As a reminder, I did a pseudo-economic analysis of why comments on media sites just don’t work, which comes down to “the crap drive out the good”. I think that’s what Martin’s saying in his first point, only more nicely. Also, as he notes:
At the moment we don’t have comments on the Mirror site where I work, and I must confess it is a slight relief not to be immediately called a twat every time I press publish, but equally I find sites without comments don’t feel as alive. You know an article has had an impact when it has generated hundreds of comments.
I’d disagree on that latter point.
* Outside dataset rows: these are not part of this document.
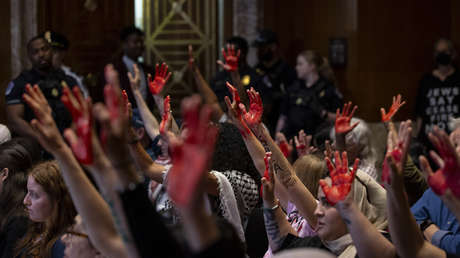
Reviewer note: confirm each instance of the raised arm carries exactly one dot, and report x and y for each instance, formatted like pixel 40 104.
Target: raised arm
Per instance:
pixel 276 224
pixel 89 204
pixel 343 126
pixel 366 238
pixel 231 58
pixel 405 233
pixel 152 127
pixel 209 97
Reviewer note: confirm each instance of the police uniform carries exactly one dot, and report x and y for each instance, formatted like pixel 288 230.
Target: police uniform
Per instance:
pixel 304 107
pixel 51 86
pixel 248 76
pixel 275 81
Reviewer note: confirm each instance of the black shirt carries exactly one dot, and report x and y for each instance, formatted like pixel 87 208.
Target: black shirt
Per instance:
pixel 275 81
pixel 304 106
pixel 51 86
pixel 437 101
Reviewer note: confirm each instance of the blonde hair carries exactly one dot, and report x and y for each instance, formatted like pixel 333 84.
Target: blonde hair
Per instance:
pixel 321 63
pixel 310 169
pixel 48 176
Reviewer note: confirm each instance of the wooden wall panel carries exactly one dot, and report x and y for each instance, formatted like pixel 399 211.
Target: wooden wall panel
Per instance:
pixel 389 42
pixel 94 35
pixel 5 54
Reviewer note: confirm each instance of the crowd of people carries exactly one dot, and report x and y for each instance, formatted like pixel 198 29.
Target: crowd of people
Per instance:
pixel 267 161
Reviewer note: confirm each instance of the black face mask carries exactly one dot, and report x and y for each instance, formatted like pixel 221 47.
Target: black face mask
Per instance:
pixel 267 56
pixel 443 58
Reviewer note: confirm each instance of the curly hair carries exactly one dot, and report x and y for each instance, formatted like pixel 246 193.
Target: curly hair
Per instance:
pixel 48 176
pixel 231 153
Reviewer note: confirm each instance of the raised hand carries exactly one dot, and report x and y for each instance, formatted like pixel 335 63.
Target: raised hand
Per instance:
pixel 393 109
pixel 341 178
pixel 231 58
pixel 112 115
pixel 161 77
pixel 81 140
pixel 285 146
pixel 191 156
pixel 342 121
pixel 135 79
pixel 256 109
pixel 303 144
pixel 166 118
pixel 448 175
pixel 397 149
pixel 191 59
pixel 44 126
pixel 234 111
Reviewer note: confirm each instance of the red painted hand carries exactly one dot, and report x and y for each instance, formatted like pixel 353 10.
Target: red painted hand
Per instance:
pixel 282 142
pixel 165 121
pixel 303 144
pixel 161 77
pixel 191 157
pixel 341 178
pixel 81 110
pixel 393 109
pixel 256 109
pixel 231 58
pixel 448 176
pixel 342 121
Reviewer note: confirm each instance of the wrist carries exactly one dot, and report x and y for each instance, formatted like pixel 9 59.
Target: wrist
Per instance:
pixel 270 204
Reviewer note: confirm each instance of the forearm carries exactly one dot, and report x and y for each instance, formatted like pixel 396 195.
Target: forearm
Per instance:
pixel 256 151
pixel 340 142
pixel 145 163
pixel 235 75
pixel 297 192
pixel 277 227
pixel 151 124
pixel 366 238
pixel 404 230
pixel 159 101
pixel 91 206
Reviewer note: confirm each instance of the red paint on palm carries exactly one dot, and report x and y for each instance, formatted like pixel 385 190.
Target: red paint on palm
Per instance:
pixel 256 109
pixel 393 109
pixel 161 77
pixel 284 147
pixel 166 114
pixel 231 58
pixel 82 148
pixel 191 157
pixel 397 156
pixel 342 121
pixel 341 178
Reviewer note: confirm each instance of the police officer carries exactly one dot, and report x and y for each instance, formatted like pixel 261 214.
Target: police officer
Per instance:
pixel 248 75
pixel 50 81
pixel 59 46
pixel 312 100
pixel 276 75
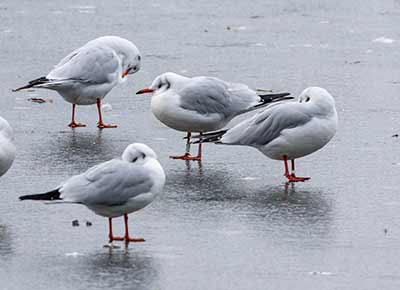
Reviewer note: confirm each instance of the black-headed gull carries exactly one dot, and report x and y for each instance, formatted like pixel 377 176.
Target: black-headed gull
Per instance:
pixel 286 131
pixel 86 75
pixel 113 188
pixel 201 104
pixel 7 147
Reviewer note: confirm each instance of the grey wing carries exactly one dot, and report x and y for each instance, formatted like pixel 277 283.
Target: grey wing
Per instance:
pixel 110 183
pixel 92 64
pixel 206 95
pixel 267 125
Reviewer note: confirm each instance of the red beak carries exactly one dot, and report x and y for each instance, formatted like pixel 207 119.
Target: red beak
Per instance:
pixel 125 73
pixel 144 91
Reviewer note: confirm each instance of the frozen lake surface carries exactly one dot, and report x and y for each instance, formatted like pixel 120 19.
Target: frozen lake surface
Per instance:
pixel 229 222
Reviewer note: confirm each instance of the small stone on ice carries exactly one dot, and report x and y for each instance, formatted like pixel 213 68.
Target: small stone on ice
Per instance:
pixel 106 107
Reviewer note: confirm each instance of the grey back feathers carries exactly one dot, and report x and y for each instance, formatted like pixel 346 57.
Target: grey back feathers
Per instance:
pixel 94 187
pixel 207 95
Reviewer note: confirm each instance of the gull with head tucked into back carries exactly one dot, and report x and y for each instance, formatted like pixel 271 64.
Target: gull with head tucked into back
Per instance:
pixel 113 188
pixel 285 131
pixel 87 74
pixel 201 104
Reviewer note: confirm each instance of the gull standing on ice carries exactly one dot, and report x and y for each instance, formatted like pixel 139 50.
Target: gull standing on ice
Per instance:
pixel 7 148
pixel 286 131
pixel 86 75
pixel 113 188
pixel 201 104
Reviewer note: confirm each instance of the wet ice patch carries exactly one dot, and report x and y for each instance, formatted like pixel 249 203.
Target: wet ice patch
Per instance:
pixel 320 273
pixel 74 254
pixel 383 39
pixel 236 28
pixel 249 178
pixel 84 8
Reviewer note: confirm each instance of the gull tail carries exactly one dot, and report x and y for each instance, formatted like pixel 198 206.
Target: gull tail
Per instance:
pixel 51 195
pixel 212 137
pixel 33 84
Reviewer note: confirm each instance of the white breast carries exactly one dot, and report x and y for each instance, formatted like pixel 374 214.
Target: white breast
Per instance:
pixel 301 141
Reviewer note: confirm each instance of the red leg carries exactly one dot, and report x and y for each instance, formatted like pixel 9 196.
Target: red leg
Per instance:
pixel 187 155
pixel 127 238
pixel 292 177
pixel 73 124
pixel 100 123
pixel 110 235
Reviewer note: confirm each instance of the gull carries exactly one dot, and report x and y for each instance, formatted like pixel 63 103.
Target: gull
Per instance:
pixel 86 75
pixel 7 147
pixel 285 131
pixel 113 188
pixel 201 104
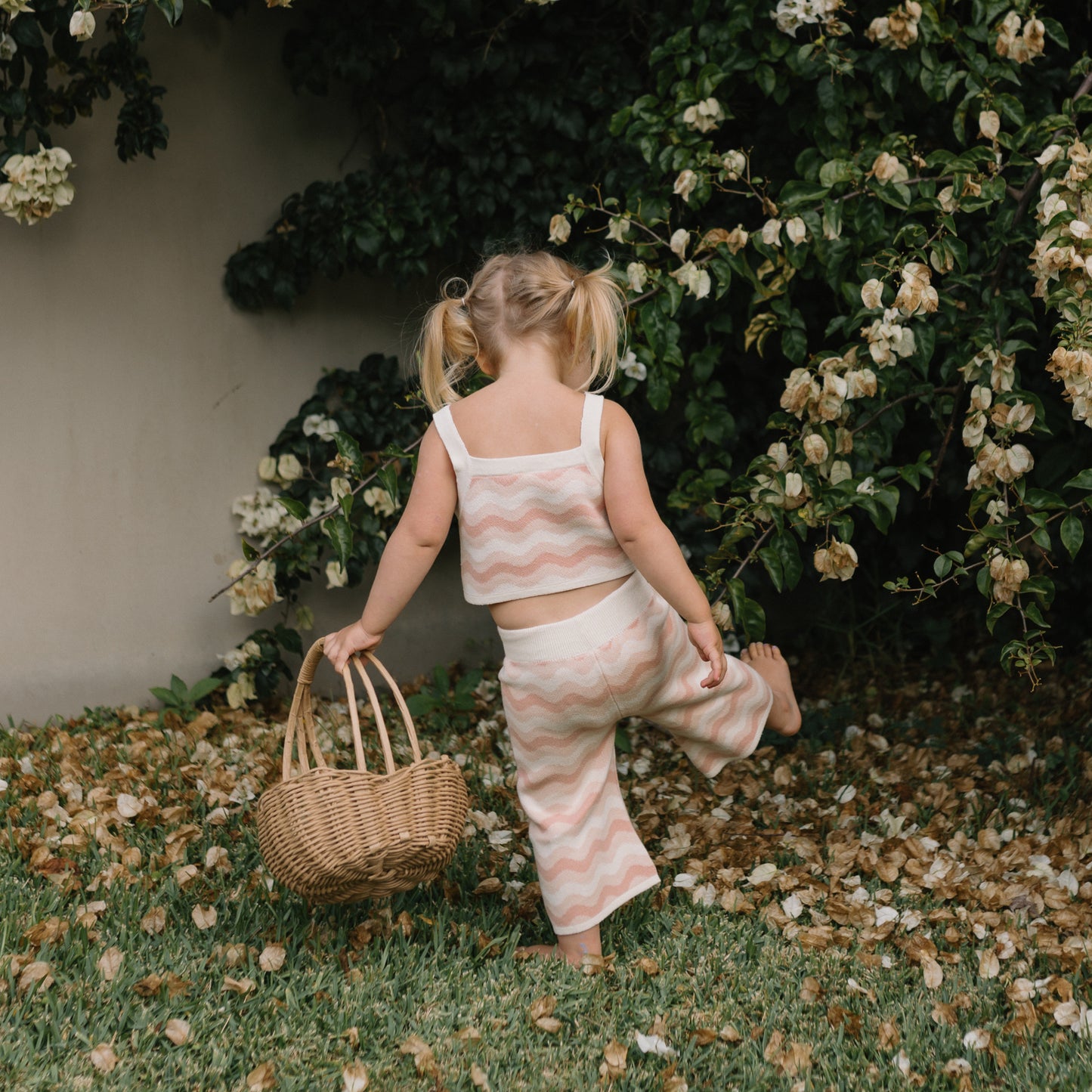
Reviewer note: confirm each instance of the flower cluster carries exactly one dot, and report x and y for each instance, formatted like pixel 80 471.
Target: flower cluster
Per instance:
pixel 255 591
pixel 1008 574
pixel 37 184
pixel 704 116
pixel 836 561
pixel 262 518
pixel 898 29
pixel 242 688
pixel 792 14
pixel 1063 252
pixel 1072 368
pixel 842 380
pixel 1020 46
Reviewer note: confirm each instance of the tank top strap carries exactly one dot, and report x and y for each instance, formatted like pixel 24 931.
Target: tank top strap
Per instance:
pixel 590 432
pixel 452 441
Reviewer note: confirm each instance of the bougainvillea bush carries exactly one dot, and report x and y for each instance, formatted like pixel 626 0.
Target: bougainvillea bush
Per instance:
pixel 855 248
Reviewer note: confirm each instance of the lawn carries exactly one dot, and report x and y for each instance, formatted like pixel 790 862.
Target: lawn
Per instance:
pixel 899 898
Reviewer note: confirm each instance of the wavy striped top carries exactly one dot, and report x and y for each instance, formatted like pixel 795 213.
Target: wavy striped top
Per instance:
pixel 533 524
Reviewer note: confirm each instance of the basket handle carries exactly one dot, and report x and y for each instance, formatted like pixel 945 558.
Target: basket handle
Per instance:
pixel 305 736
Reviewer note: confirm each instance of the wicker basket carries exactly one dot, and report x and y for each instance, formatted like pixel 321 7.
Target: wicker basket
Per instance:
pixel 340 836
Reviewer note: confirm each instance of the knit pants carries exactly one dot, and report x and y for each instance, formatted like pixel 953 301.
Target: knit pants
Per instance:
pixel 565 686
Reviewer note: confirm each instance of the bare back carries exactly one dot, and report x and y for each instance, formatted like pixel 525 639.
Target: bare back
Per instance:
pixel 531 417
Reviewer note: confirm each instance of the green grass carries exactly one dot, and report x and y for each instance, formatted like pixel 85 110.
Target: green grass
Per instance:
pixel 454 972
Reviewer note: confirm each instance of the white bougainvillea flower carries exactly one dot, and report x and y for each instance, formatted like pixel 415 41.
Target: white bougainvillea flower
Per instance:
pixel 771 233
pixel 816 448
pixel 316 424
pixel 871 294
pixel 633 367
pixel 735 164
pixel 255 591
pixel 694 280
pixel 617 228
pixel 1048 155
pixel 722 616
pixel 779 453
pixel 289 468
pixel 836 561
pixel 82 25
pixel 685 184
pixel 797 230
pixel 897 29
pixel 989 125
pixel 559 230
pixel 37 184
pixel 704 116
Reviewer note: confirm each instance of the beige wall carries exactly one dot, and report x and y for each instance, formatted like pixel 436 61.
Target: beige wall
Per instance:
pixel 135 400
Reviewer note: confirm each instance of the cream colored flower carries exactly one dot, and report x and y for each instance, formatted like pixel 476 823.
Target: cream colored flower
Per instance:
pixel 887 169
pixel 871 294
pixel 836 561
pixel 255 591
pixel 289 468
pixel 735 164
pixel 989 125
pixel 685 184
pixel 559 230
pixel 696 281
pixel 82 25
pixel 704 116
pixel 816 449
pixel 37 184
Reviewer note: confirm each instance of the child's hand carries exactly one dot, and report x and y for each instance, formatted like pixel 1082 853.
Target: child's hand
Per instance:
pixel 706 638
pixel 339 647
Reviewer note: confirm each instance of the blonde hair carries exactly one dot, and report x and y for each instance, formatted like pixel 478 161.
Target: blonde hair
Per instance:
pixel 513 297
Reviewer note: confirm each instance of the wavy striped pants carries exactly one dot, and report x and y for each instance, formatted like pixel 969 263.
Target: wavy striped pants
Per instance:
pixel 565 686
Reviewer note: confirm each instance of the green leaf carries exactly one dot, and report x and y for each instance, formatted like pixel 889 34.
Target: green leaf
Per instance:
pixel 292 507
pixel 203 688
pixel 341 535
pixel 1072 533
pixel 350 450
pixel 1084 481
pixel 172 10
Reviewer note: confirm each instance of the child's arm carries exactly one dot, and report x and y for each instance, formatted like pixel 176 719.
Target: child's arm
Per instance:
pixel 647 540
pixel 409 554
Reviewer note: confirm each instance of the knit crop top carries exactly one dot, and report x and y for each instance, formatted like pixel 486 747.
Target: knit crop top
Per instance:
pixel 533 524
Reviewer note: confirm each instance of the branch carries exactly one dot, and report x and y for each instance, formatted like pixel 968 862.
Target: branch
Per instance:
pixel 314 519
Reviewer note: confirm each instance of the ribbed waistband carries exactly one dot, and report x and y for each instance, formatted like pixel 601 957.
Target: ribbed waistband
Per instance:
pixel 583 633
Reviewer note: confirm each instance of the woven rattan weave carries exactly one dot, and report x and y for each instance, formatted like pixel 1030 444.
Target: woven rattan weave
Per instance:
pixel 340 836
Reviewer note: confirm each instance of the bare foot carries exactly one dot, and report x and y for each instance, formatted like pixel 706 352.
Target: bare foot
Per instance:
pixel 767 660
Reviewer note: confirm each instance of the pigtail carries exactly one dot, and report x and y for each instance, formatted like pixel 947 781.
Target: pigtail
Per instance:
pixel 447 348
pixel 595 321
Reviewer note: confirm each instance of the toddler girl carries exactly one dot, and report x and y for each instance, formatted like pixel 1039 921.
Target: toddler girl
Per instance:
pixel 598 611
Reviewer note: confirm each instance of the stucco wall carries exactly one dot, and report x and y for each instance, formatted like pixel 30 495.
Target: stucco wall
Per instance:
pixel 135 400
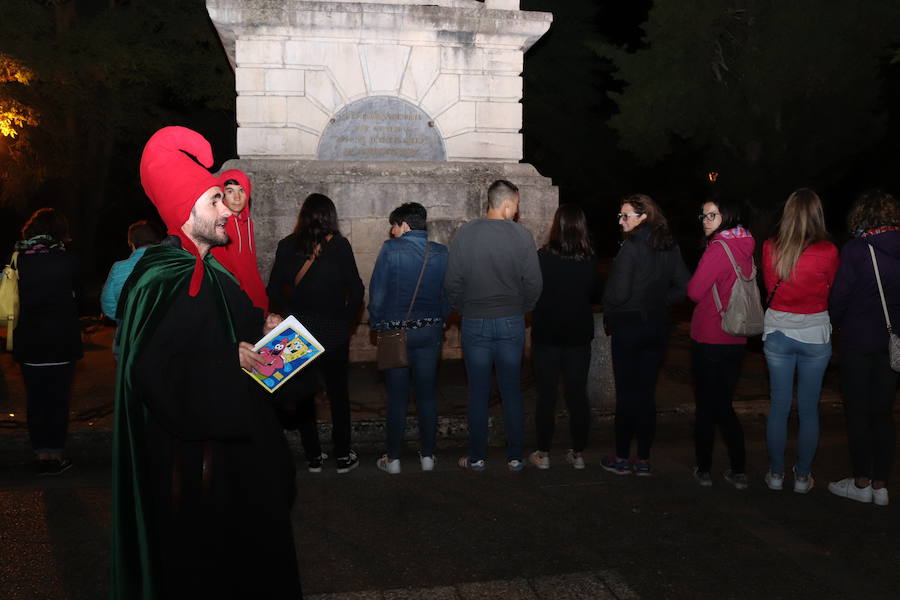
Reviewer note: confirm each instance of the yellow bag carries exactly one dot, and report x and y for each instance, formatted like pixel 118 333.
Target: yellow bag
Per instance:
pixel 9 298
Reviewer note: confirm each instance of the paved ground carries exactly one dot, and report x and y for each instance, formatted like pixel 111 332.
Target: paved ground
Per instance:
pixel 554 534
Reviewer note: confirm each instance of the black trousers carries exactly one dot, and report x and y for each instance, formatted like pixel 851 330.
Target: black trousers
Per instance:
pixel 47 389
pixel 573 362
pixel 716 368
pixel 869 387
pixel 637 353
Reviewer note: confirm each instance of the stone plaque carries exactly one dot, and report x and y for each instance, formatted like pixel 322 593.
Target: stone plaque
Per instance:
pixel 381 128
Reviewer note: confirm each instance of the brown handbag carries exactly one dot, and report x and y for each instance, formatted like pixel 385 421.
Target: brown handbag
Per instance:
pixel 391 353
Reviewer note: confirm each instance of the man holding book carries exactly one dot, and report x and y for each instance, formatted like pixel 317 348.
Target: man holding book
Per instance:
pixel 203 479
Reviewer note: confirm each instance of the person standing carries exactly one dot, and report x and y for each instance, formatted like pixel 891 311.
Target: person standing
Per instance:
pixel 48 334
pixel 406 291
pixel 239 254
pixel 314 277
pixel 203 479
pixel 493 279
pixel 799 265
pixel 868 383
pixel 561 332
pixel 141 235
pixel 647 275
pixel 715 355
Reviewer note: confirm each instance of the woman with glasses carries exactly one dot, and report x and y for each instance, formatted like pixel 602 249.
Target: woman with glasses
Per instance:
pixel 646 277
pixel 868 383
pixel 799 265
pixel 716 355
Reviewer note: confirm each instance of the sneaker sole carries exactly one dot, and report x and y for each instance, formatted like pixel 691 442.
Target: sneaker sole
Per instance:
pixel 615 471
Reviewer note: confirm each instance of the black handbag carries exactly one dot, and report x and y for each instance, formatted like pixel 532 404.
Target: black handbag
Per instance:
pixel 391 353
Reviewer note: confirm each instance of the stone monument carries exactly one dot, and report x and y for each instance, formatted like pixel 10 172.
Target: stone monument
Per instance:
pixel 378 103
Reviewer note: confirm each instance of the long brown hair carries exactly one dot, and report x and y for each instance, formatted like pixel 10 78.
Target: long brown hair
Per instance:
pixel 660 237
pixel 802 224
pixel 569 237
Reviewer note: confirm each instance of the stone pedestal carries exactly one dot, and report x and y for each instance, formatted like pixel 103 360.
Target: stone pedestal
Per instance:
pixel 378 103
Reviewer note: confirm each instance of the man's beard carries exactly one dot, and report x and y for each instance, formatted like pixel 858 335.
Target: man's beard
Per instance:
pixel 205 231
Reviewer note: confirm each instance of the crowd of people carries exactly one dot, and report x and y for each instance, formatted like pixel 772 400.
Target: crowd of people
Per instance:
pixel 196 441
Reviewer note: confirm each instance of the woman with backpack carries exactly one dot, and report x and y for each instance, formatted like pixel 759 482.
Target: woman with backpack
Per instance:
pixel 799 265
pixel 647 275
pixel 716 355
pixel 868 383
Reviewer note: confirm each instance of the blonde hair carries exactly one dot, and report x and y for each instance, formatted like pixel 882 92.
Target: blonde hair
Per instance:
pixel 802 224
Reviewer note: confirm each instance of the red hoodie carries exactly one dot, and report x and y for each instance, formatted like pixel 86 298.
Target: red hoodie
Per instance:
pixel 807 291
pixel 715 268
pixel 239 255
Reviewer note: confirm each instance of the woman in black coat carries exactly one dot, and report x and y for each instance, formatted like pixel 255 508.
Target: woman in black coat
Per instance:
pixel 48 336
pixel 315 278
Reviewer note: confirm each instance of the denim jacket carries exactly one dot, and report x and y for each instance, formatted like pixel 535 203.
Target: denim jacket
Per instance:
pixel 394 280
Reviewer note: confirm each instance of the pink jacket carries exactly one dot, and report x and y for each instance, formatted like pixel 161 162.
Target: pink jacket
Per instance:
pixel 715 268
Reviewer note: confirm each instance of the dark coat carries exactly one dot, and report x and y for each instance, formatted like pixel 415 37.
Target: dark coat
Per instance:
pixel 854 303
pixel 48 330
pixel 213 475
You know an article has generated hundreds of comments when it generates hundreds of comments. But if you read them, you might find there’s no actual impact at all – as in, the comments haven’t added to the sum of human knowledge in the slightest.
Due to the large number of employees testing the device, Apple Watch sightings in the wild have become more common over the course of the last few weeks. On the MacRumors forums, readers are aggregating photos and stories of device sightings, giving us an in-use look at the device that will be attached to many of our wrists in just a few short months.
One of the first major Apple Watch sightings occurred several weeks ago, when Vogue Editor Suzy Menkes snapped a photo of someone wearing the device. Rumors and speculation have suggested the arm in the photo could belong to Marc Newson, the designer who now works at Apple part time alongside Jony Ive.
The forums aren’t that helpful (lots of vague discussion); James Cook at BusinessInsider has wrapped the (few) pics together.
Though the iPhone was announced before its public release, the only person I recall ever being seen in public using it ahead of that was Steve Jobs. This quiet seeding and testing is quite different.
Of course – and ponder this for a moment – everyone’s got an internet-connected camera now. Maybe there were tons more iPhones in public testing in 2007. We just didn’t hear about them.